I am using a BERT model for generating text embeddings. My strings are like There is pneumonia detected in the left corner
. When I encode()
and pass a batch of 20 strings and I print the model output, it returns [20 256]
, where 20 is the batch size and 256 is the size of each output vector. It means that it generates texts in the form of vectors/tensors each with a size of 256 [1 256].
def create_text_encoder(
num_projection_layers, projection_dims, dropout_rate, trainable=False):
# Load the BERT preprocessing module.
preprocess = hub.KerasLayer(
"https://tfhub.dev/tensorflow/bert_en_uncased_preprocess/2", name="text_preprocessing",)
# Load the pre-trained BERT model to be used as the base encoder.
bert = hub.KerasLayer(
"https://tfhub.dev/tensorflow/small_bert/bert_en_uncased_L-4_H-512_A-8/1", name="bert",)
# Set the trainability of the base encoder.
bert.trainable = trainable
# Receive the text as inputs.
inputs = layers.Input(shape=(), dtype=tf.string, name="text_input")
# Preprocess the text.
bert_inputs = preprocess(inputs)
# Generate embeddings for the preprocessed text using the BERT model.

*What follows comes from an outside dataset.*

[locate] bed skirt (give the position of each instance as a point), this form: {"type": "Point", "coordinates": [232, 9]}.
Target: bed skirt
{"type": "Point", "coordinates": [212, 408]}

embeddings = bert(bert_inputs)["pooled_output"]
# Project the embeddings produced by the model.
outputs = project_embeddings(
embeddings, num_projection_layers, projection_dims, dropout_rate)
# Create the text encoder model.
return keras.Model(inputs, outputs, name="text_encoder")
Now I want to divide each string into 5 patches after feeding this There is pneumonia detected in the left corner
single string to my above model. At first, the model was generating an embedding size of [1 256] for a single string, now it will generate [5 256] for a single text. Five vectors for single text each with a shape of 256.
Is it possible? Have someone done it before?